A major constraint to the commercial use of fungal biocontrol agents is the availability of low-cost production media and processes. Previous attempts in producing Beauveria blastospores using liquid culture fermentation processes required long fermentation times (6-8days) and produced cells that had poor survival after desiccation and storage. In this study, isolates of Beauveria bassiana and Isaria fumosorosea were evaluated for blastospore yield, desiccation tolerance, storage stability, and biocontrol efficacy using fermentation media containing acid hydrolyzed casein or cottonseed flour as the nitrogen source. Cultures of B. bassiana and I. fumosorosea grown in media containing cottonseed flour produced high blastospore concentrations (>1×10(9)mL(-1)) after 3days which is comparatively less expensive nitrogen source than acid hydrolyzed casein. The resultant air-dried blastospores (<3% moisture) of all fungal isolates survived drying (61-86% viability), irrespective of the nitrogen source tested. Storage stability at 4°C varied with nitrogen source and fungal strain. Air-dried blastospores of B. bassiana strains showed half-lives >14months in contrast to 9.2-13.1months for I. fumosorosea. Blastospores of B. bassiana and I. fumosorosea killed Bemisia tabaci whitefly nymphs faster and required lower concentrations compared with aerial conidia. Our findings support the use of liquid culture fermentation as a cost-effective process to rapidly produce high yields of stable and infective blastospores of either B. bassiana or I. fumosorosea. These results support further evaluation of blastospore sprayable formulations for the control of soft-bodied insects.

Production of microsclerotia by Brazilian strains of Metarhizium spp. using submerged liquid culture fermentation.

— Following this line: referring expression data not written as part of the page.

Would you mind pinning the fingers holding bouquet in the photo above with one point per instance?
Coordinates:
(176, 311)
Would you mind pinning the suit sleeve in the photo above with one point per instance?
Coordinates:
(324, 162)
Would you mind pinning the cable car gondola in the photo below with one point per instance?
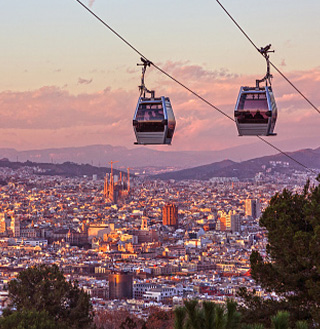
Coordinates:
(256, 111)
(154, 120)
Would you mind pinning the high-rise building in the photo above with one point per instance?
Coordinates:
(15, 227)
(120, 285)
(170, 215)
(235, 223)
(3, 227)
(252, 208)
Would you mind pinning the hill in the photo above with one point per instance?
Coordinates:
(248, 169)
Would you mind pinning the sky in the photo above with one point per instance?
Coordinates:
(66, 80)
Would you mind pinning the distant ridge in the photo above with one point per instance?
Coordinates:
(139, 156)
(248, 169)
(66, 169)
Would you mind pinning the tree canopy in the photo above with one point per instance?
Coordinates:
(292, 266)
(44, 288)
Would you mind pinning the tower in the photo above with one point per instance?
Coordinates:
(170, 215)
(252, 208)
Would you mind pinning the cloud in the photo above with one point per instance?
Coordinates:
(84, 81)
(54, 117)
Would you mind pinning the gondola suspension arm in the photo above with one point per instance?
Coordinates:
(143, 89)
(267, 78)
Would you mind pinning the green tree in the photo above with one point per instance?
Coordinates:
(44, 288)
(27, 320)
(207, 315)
(292, 266)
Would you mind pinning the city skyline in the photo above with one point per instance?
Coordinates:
(70, 82)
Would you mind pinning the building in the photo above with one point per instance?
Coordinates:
(15, 227)
(116, 189)
(120, 285)
(252, 208)
(170, 215)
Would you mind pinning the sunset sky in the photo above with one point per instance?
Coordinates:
(66, 80)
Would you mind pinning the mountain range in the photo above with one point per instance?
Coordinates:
(138, 157)
(306, 159)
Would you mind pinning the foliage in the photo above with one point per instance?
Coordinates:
(27, 320)
(207, 315)
(292, 266)
(44, 288)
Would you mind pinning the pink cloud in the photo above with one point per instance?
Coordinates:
(53, 117)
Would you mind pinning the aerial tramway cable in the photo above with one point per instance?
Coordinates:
(193, 92)
(253, 44)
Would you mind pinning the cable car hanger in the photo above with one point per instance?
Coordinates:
(202, 98)
(264, 51)
(153, 121)
(143, 89)
(256, 111)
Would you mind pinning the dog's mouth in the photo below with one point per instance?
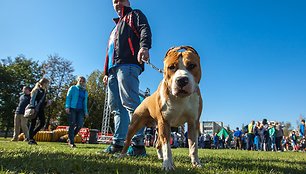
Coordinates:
(182, 93)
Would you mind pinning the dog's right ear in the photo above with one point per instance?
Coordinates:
(183, 48)
(170, 49)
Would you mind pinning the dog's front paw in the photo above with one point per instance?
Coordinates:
(196, 164)
(168, 165)
(119, 155)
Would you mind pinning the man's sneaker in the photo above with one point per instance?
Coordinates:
(32, 142)
(113, 148)
(137, 151)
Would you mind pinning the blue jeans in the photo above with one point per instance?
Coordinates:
(76, 120)
(123, 99)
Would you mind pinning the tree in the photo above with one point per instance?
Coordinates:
(96, 96)
(59, 71)
(14, 74)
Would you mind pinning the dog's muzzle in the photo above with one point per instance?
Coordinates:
(182, 81)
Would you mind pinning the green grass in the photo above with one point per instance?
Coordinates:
(51, 157)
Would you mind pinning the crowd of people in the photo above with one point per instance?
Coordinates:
(260, 136)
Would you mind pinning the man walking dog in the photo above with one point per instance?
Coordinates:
(128, 45)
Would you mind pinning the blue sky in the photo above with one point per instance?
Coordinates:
(253, 53)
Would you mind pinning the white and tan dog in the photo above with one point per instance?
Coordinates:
(176, 101)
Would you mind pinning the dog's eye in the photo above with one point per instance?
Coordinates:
(172, 67)
(191, 66)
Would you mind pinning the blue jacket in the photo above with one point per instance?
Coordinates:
(73, 96)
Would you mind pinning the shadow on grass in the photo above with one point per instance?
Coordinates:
(34, 162)
(261, 165)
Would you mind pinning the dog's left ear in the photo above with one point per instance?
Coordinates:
(182, 49)
(189, 48)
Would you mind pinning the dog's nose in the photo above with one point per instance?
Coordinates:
(182, 81)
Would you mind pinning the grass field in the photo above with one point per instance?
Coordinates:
(51, 157)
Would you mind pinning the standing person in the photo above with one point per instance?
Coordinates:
(250, 136)
(264, 132)
(38, 97)
(294, 141)
(302, 128)
(19, 120)
(216, 141)
(279, 136)
(272, 134)
(128, 45)
(257, 136)
(237, 138)
(76, 108)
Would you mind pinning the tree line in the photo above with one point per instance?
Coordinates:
(20, 71)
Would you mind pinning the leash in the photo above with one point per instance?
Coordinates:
(154, 67)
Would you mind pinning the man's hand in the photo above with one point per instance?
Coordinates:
(67, 110)
(105, 79)
(143, 54)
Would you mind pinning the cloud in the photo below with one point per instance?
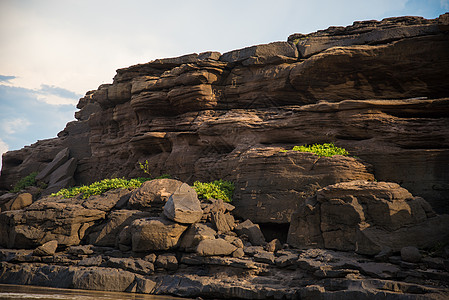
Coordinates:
(26, 118)
(12, 126)
(57, 96)
(6, 79)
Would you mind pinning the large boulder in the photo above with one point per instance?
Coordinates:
(195, 234)
(252, 232)
(106, 234)
(183, 206)
(366, 217)
(155, 234)
(264, 53)
(208, 247)
(363, 33)
(271, 184)
(152, 195)
(57, 161)
(45, 220)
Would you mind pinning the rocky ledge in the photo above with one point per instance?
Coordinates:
(160, 239)
(370, 226)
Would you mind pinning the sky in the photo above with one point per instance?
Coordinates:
(53, 51)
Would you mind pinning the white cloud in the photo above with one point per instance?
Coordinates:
(13, 126)
(55, 99)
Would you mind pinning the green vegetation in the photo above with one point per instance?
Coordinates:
(327, 149)
(100, 187)
(218, 189)
(26, 181)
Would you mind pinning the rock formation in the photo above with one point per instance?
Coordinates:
(98, 243)
(377, 88)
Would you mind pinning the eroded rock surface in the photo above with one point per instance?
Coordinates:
(366, 217)
(381, 96)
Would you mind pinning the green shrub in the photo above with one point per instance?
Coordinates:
(26, 181)
(218, 189)
(327, 149)
(100, 187)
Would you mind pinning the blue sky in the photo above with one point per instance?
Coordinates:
(53, 51)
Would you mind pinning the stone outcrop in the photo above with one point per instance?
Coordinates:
(376, 88)
(117, 249)
(366, 217)
(373, 88)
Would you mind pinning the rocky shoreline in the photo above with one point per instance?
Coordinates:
(369, 225)
(100, 243)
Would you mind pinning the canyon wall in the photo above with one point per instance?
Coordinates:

We investigated the potential production and desiccation tolerance of microsclerotia (MS) by Brazilian strains of Metarhizium anisopliae (Ma), M. acridum (Mc) and M. robertsii (Mr). These fungi were grown in a liquid medium containing 16 g carbon l⁻¹ with a carbon:nitrogen ratio of 50:1. One hundred milliliters cultures were grown in 250 ml Erlenmeyer flasks in a rotary incubator shaker at 28 °C and 200 rpm for 5 days. Five-day-old MS were harvested, mixed with diatomaceous earth (DE) and air-dried for 2 days at 30 °C. The air-dried MS-DE granular preparations were milled by mortar + pestle and stored in centrifuged tubes at either 26 or -20 °C. Desiccation tolerance and conidia production were assessed for dried MS granules by measuring hyphal germination after incubation for 2 days on water agar plates at 26 °C and for conidia production following 7 days incubation. Yields of MS by all strains of Metarhizium were 6.1-7.3 × 106 l⁻¹ after 3 days growth with maximum MS yields (0.7-1.1 × 107 l⁻¹) after 5 days growth. No differences in biomass accumulation were observed after 3 days growth, whereas Ma-CG168 showed the highest biomass accumulation after 5 days growth. Dried MS-DE preparations of all fungal strains were equally tolerant to desiccation (≥93 % germination) and the highest conidia production was obtained by MS granules of Mc-CG423 (4 × 109 conidia g⁻¹). All MS granules showed similar stability after storage at either 26 or -20 °C for 3.5 months.